Immer mehr Menschen über 50 sind in Lohn und Brot – der Trend, sie aus dem Arbeitsmarkt rauszudrängen, lässt nach. Aber: Wer einmal draußen ist, kommt kaum wieder rein
von  tan
Hierher – und wieder weg? Die Wahrscheinlichkeit, einen neuen Job zu finden, sinkt jenseits der 50 deutlich.
Hierher – und wieder weg? Die Wahrscheinlichkeit, einen neuen Job zu finden, sinkt jenseits der 50 deutlich.
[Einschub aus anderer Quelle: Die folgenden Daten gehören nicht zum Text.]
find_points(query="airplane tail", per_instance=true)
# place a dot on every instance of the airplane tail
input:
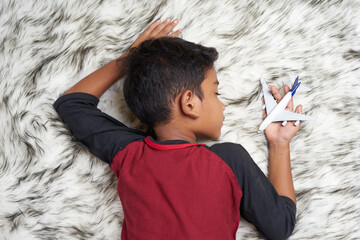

MÜNCHEN Keine Chance mehr auf dem Arbeitsmarkt? Zahlen der Bundesregierung, wonach Arbeitslose über 50 große Schwierigkeiten haben, wieder einen Job zu finden, haben aufgeschreckt. Die AZ hat sich deswegen mal angesehen, wie die Lage für ältere Arbeitslose tatsächlich ist. Ergebnis: Menschen über 50 haben höhere Chancen, im Job zu bleiben, als Jüngere – und auch höhere als Ältere noch vor wenigen Jahren. Menschen über 50 werden jetzt viel seltener aus dem Arbeitsmarkt rausgedrängt als früher. Aber: Wer doch rausfällt, kommt kaum wieder rein.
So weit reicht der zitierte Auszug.